“I can’t,” she said unexpectedly.
“Can’t what?”
“Realise their misery with all this beauty around. It’s heartless, hateful, but one pushes out the other.”
“Let it go,” he said, watching her changing face.
“It must,” she smiled. “All the same I shall hush up my conscience in ways which will shock you. Look!” She drew from her pocket a handful of soldi. “I mean the children to have a real good time, in spite of you and Sylvia.”
She tossed pennies into the air and caught them, without noticing that a sudden silence had fallen.

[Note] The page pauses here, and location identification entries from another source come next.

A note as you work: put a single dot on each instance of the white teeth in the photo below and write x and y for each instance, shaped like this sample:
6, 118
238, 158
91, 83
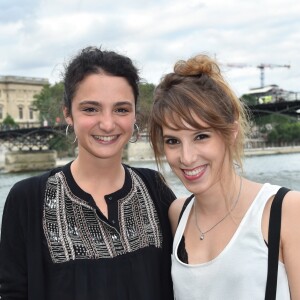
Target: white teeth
105, 138
193, 172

Wilbraham had gone on day after day refusing to look before him, refusing to go beyond the events of the day. He was often irritated or provoked by Sylvia; but often, alas, he was happy, without asking himself why. Now, all of a sudden it flashed upon him that it was Teresa’s nearness, and with the knowledge rushed a wild, scarcely controllable, impulse to strain her in his arms. The self-control of all his years luckily came to his help, and the young marchesa, looking out at the lovely world before her, and thinking of nothing less than her companion, except as he touched Sylvia’s life, was quite unconscious of the struggle in the man’s heart.
“We ought to go—I suppose,” she said reluctantly, without moving.
Wilbraham was silent. Unseen by her, he was fingering a fold of her dress which lay on the grass close to him. Teresa laughed lightly the next minute.
“It is a pity, isn’t it, that one never can enjoy an exquisite moment without thinking what has to be done in the next? At least I can’t.”